Les peuples indigènes sont étroitement liés à l’environnement et au territoire dont ils dépendent, dont ils prennent soin et dont ils tirent tous leurs moyens de subsistance depuis d’innombrables générations. Lorsqu’ils en sont séparés, toutes leurs traditions, leurs savoirs, leurs croyances et par-là même leur identité disparaissent.

Une "préservation" qui chasse les hommes

Dans la plupart des cas, la conservation, telle qu’elle est pensée aujourd’hui, ne fonctionne pas : non seulement elle ne parvient pas à protéger l’environnement mais elle nuit aux peuples.

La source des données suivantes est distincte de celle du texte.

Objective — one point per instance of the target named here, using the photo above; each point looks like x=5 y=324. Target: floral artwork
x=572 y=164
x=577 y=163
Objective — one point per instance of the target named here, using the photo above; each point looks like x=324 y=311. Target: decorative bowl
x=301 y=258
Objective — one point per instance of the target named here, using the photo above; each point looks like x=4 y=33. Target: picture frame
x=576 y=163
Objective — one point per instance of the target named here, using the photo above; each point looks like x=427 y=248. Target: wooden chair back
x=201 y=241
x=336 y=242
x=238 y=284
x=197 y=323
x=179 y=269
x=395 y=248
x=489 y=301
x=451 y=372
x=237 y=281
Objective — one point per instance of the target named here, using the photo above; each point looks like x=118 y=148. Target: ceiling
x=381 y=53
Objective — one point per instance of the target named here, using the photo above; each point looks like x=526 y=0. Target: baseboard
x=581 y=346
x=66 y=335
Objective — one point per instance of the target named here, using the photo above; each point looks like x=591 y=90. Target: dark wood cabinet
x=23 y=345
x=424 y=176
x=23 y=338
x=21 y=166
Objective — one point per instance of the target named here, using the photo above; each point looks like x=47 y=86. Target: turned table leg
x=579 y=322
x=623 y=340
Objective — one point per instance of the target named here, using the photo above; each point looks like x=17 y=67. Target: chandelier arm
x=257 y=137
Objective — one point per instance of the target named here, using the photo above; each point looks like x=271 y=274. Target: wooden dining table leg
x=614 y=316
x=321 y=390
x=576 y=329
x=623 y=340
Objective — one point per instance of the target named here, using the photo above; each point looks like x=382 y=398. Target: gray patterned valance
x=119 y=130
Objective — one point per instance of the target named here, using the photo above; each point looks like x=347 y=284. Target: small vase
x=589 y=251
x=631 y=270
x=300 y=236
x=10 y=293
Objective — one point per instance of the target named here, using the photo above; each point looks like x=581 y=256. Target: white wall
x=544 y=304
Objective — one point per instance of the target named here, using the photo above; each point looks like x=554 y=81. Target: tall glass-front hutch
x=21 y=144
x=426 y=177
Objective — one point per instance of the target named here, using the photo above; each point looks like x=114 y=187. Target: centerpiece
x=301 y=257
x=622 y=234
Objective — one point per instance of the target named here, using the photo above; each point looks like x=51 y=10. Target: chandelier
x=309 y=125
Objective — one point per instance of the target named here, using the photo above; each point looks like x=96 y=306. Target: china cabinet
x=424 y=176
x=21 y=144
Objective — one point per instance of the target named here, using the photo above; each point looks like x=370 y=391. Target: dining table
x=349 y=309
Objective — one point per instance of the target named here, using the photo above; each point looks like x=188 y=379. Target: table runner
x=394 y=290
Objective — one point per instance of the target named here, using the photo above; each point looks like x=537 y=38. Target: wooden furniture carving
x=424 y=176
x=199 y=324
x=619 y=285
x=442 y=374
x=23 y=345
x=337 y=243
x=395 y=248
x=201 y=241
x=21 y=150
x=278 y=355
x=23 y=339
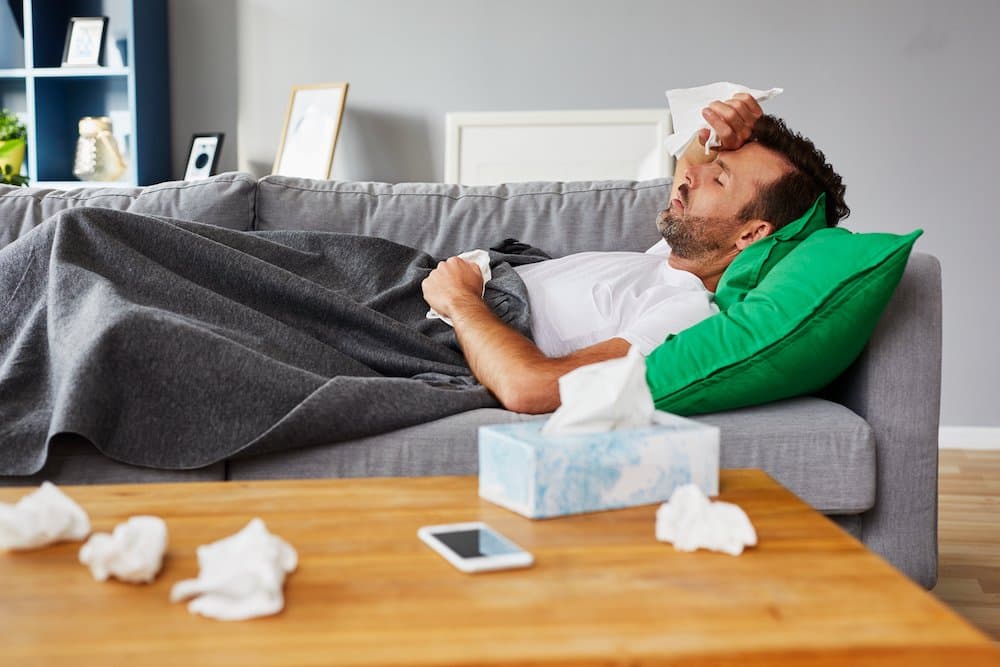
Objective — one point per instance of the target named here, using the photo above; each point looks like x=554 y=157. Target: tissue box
x=542 y=476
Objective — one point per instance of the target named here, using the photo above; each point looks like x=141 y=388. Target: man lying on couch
x=175 y=344
x=764 y=177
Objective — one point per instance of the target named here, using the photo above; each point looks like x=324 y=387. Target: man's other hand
x=452 y=281
x=732 y=120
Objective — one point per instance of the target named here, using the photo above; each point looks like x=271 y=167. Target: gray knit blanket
x=174 y=344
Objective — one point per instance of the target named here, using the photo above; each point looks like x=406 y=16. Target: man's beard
x=692 y=236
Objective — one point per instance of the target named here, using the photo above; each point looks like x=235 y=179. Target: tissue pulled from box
x=241 y=576
x=686 y=105
x=481 y=258
x=690 y=521
x=606 y=396
x=42 y=517
x=132 y=553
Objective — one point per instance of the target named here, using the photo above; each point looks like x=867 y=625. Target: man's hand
x=732 y=120
x=451 y=282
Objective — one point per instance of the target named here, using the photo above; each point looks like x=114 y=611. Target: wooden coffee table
x=368 y=592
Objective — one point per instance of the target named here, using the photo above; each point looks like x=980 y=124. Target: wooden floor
x=969 y=536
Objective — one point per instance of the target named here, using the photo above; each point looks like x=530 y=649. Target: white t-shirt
x=589 y=297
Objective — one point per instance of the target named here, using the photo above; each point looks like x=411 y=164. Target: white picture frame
x=85 y=36
x=203 y=155
x=312 y=126
x=486 y=148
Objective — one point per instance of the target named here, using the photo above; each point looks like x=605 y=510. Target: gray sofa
x=864 y=453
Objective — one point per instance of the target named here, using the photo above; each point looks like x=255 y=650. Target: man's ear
x=753 y=230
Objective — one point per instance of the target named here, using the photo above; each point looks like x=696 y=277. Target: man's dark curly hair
x=791 y=195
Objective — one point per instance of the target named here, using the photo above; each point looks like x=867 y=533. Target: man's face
x=702 y=219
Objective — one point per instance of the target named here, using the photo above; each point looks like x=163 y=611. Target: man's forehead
x=755 y=160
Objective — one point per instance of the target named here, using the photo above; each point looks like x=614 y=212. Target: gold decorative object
x=97 y=156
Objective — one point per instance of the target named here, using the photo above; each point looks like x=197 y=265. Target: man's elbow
x=529 y=395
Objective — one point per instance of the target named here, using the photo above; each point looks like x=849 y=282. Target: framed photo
x=312 y=125
x=486 y=148
x=85 y=41
x=203 y=158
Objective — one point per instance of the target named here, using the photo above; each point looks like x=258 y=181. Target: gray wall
x=901 y=94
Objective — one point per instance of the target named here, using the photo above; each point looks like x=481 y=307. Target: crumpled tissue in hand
x=481 y=258
x=133 y=553
x=691 y=521
x=241 y=576
x=40 y=518
x=686 y=105
x=605 y=396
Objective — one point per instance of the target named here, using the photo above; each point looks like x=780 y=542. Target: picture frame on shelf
x=312 y=125
x=203 y=157
x=85 y=36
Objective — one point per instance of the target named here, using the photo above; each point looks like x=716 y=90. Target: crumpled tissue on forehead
x=686 y=105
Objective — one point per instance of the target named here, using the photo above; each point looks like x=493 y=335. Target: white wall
x=902 y=95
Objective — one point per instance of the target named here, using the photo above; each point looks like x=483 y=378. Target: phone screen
x=476 y=543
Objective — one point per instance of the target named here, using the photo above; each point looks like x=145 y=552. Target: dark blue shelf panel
x=11 y=35
x=14 y=95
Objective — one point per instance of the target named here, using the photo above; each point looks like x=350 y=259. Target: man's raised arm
x=521 y=377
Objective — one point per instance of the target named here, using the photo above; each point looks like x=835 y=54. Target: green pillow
x=757 y=259
x=793 y=334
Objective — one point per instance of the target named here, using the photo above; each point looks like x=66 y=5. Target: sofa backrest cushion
x=793 y=334
x=443 y=219
x=226 y=200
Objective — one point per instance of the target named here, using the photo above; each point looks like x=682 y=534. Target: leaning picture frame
x=312 y=126
x=85 y=36
x=203 y=156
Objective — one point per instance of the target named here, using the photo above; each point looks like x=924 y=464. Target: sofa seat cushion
x=820 y=450
x=227 y=200
x=445 y=220
x=73 y=460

Son échec s’explique par le fait que l’image positive qu’elle véhicule dans les pays industrialisés est loin de correspondre à celle qui est perçue sur le terrain : au niveau local, elle est simplement vue comme une autre forme de colonialisme, qui tire avantage de l’accaparement des terres, du tourisme de masse (commercialisé sous un label ‘éco’), de la chasse aux trophées, de la production de biocarburants, et même de l’exploitation forestière et minière.

Au Cameroun, les ‘Pygmées’ baka qui sont expulsés de leurs terres au nom de la conservation sont réprimés en tant que braconniers sur leurs propres terres et victimes de graves abus de la part de gardes forestiers qui bénéficient du soutien financier d’une grande organisation de conservation.

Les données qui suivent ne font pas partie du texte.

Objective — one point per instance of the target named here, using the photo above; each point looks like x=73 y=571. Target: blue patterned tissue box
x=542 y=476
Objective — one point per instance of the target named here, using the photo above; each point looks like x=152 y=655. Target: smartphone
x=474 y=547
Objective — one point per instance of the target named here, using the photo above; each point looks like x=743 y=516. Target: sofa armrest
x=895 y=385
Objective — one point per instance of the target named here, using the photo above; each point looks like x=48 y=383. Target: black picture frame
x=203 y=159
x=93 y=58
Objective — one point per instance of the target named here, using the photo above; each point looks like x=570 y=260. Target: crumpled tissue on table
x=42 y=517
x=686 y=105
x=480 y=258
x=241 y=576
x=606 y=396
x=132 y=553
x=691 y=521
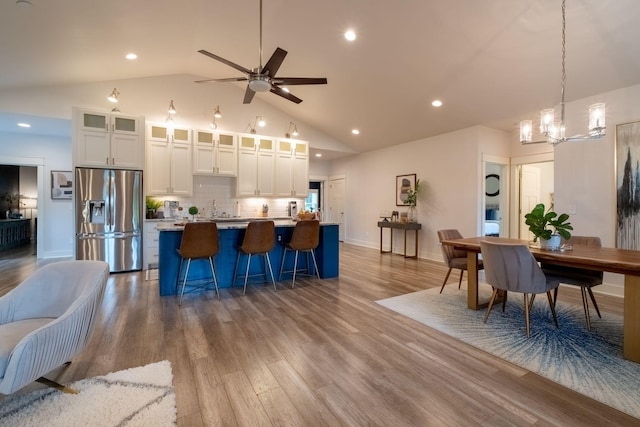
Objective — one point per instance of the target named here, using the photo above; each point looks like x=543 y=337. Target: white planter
x=552 y=244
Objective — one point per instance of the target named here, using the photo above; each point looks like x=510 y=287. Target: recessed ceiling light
x=350 y=35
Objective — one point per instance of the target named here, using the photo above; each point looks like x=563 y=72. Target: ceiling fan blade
x=248 y=95
x=225 y=61
x=279 y=91
x=231 y=79
x=273 y=64
x=290 y=81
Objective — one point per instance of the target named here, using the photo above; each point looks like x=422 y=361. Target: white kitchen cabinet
x=255 y=166
x=169 y=168
x=151 y=240
x=215 y=153
x=106 y=140
x=291 y=168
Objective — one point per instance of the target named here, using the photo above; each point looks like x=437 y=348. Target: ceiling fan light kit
x=554 y=131
x=263 y=79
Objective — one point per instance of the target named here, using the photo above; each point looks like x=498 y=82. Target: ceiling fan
x=263 y=79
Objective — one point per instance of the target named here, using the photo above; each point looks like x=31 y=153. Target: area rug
x=142 y=396
x=589 y=362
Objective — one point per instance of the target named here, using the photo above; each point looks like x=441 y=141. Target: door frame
x=516 y=164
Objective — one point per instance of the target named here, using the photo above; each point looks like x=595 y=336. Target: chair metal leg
x=295 y=267
x=235 y=270
x=178 y=275
x=271 y=271
x=184 y=281
x=284 y=255
x=246 y=274
x=526 y=315
x=585 y=306
x=552 y=306
x=213 y=274
x=445 y=279
x=315 y=264
x=493 y=298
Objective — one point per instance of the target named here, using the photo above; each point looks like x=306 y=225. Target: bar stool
x=259 y=239
x=199 y=241
x=305 y=238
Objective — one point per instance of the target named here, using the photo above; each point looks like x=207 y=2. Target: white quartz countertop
x=166 y=225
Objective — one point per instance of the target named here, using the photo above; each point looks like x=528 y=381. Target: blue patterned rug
x=590 y=363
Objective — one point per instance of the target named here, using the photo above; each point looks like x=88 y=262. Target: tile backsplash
x=206 y=189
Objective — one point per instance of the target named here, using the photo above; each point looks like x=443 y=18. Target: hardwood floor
x=320 y=354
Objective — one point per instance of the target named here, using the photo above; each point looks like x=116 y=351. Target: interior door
x=529 y=195
x=337 y=187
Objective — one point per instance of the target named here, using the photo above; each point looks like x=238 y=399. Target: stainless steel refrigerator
x=108 y=218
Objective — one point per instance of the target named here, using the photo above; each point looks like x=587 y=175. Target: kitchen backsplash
x=222 y=189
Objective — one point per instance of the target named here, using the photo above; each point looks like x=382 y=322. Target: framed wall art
x=628 y=185
x=61 y=184
x=404 y=183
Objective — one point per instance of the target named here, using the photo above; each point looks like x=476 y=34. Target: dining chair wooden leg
x=493 y=298
x=593 y=300
x=552 y=306
x=445 y=279
x=585 y=306
x=526 y=315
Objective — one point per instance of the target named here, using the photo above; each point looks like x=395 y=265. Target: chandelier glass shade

En Inde, les peuples tribaux qui ont toujours coexisté avec les tigres sont soumis à d’énormes pressions pour quitter leurs territoires au nom de la protection des tigres. Les réserves de tigres ne sont qu’un alibi à l’accaparement de terres et à l’exploitation forestière. (...)

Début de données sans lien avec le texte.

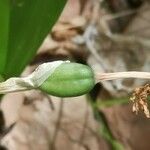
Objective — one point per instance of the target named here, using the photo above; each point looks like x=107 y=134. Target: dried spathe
x=140 y=99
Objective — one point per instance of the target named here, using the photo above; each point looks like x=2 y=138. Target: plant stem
x=122 y=75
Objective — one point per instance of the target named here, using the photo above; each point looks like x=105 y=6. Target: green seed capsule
x=69 y=80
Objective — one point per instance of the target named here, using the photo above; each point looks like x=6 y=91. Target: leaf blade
x=28 y=28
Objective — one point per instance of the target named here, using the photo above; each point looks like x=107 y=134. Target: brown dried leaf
x=139 y=99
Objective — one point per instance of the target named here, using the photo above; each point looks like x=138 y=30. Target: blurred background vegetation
x=109 y=36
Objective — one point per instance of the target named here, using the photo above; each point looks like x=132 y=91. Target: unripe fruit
x=69 y=80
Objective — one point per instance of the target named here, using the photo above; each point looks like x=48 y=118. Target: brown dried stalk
x=140 y=94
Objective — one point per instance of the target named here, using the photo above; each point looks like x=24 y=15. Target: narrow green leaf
x=4 y=23
x=30 y=22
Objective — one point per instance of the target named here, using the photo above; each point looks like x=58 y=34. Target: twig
x=121 y=75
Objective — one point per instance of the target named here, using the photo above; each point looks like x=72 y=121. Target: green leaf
x=30 y=22
x=4 y=27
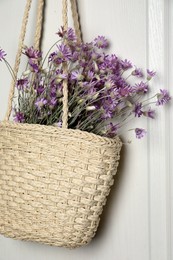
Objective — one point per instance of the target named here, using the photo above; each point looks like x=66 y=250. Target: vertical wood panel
x=136 y=222
x=158 y=161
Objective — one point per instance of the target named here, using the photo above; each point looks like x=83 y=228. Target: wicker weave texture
x=54 y=182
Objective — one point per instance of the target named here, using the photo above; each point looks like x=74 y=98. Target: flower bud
x=27 y=72
x=90 y=108
x=80 y=101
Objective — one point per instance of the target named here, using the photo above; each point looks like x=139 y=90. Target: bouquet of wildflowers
x=100 y=95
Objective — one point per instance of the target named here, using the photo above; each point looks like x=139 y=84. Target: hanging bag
x=53 y=181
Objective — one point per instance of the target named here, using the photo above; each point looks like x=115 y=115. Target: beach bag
x=54 y=181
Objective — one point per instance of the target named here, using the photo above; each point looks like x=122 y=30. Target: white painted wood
x=136 y=223
x=159 y=139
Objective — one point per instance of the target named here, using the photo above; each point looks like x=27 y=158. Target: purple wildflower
x=52 y=102
x=34 y=65
x=101 y=42
x=141 y=88
x=64 y=52
x=71 y=36
x=150 y=74
x=149 y=113
x=112 y=130
x=19 y=117
x=125 y=64
x=2 y=54
x=125 y=91
x=138 y=73
x=137 y=110
x=40 y=89
x=140 y=132
x=40 y=102
x=77 y=75
x=31 y=53
x=22 y=83
x=163 y=97
x=58 y=124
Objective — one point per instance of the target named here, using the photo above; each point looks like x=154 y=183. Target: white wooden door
x=137 y=221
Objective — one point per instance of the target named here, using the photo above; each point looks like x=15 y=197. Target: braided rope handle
x=37 y=39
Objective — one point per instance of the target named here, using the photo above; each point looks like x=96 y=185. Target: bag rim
x=53 y=131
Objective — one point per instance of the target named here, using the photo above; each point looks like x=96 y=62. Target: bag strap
x=37 y=39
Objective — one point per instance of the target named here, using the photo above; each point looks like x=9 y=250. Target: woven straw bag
x=53 y=181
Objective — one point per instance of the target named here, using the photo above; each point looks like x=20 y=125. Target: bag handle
x=37 y=39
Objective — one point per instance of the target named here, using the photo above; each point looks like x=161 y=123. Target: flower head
x=32 y=53
x=125 y=64
x=19 y=117
x=138 y=73
x=77 y=75
x=2 y=54
x=149 y=113
x=64 y=52
x=137 y=110
x=150 y=74
x=112 y=129
x=101 y=42
x=22 y=83
x=40 y=102
x=163 y=97
x=141 y=88
x=140 y=132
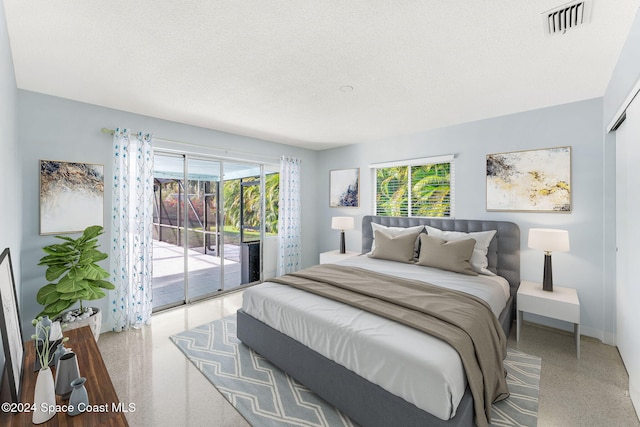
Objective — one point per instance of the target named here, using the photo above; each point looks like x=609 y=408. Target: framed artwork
x=343 y=188
x=10 y=327
x=71 y=196
x=530 y=181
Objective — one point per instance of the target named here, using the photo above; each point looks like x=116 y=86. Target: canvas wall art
x=10 y=328
x=533 y=181
x=343 y=188
x=71 y=196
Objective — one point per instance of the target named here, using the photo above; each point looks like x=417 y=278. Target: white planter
x=94 y=322
x=44 y=397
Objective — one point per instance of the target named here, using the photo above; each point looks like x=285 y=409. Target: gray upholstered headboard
x=504 y=250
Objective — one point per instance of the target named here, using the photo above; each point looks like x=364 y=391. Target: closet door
x=628 y=246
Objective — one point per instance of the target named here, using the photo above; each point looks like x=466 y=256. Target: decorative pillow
x=394 y=248
x=479 y=260
x=396 y=231
x=450 y=255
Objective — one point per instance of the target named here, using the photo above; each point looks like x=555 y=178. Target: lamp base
x=547 y=281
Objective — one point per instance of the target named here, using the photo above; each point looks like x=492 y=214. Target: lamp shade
x=342 y=222
x=548 y=239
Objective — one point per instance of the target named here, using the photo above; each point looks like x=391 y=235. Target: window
x=418 y=187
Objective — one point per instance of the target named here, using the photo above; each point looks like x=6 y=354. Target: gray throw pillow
x=394 y=248
x=447 y=255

Mais cette conception résulte également de la volonté, éminemment raciste, de plusieurs gouvernements d’intégrer, de moderniser et de contrôler les peuples indigènes de leurs pays.

Les réglementations nationales sont donc conçues pour imposer l’expulsion des populations autochtones et les forcer à adopter de nouveaux modes de vie, une agriculture plus intensive, à se sédentariser et à renoncer à la propriété collective de leurs terres dans l’espoir qu’elles se fondront un jour dans la société nationale dominante. (...)

La conservation nécessite un changement radical, elle peut – et elle doit – être pensée différemment, conformément au droit international, et prévoir toutes les mesures nécessaires pour garantir la survie des peuples indigènes. Elle doit s’appuyer sur leur expérience et leur expertise car ils savent, mieux que quiconque, prendre soin de leur environnement. Ils sont les meilleurs défenseurs et les meilleurs gardiens du monde naturel.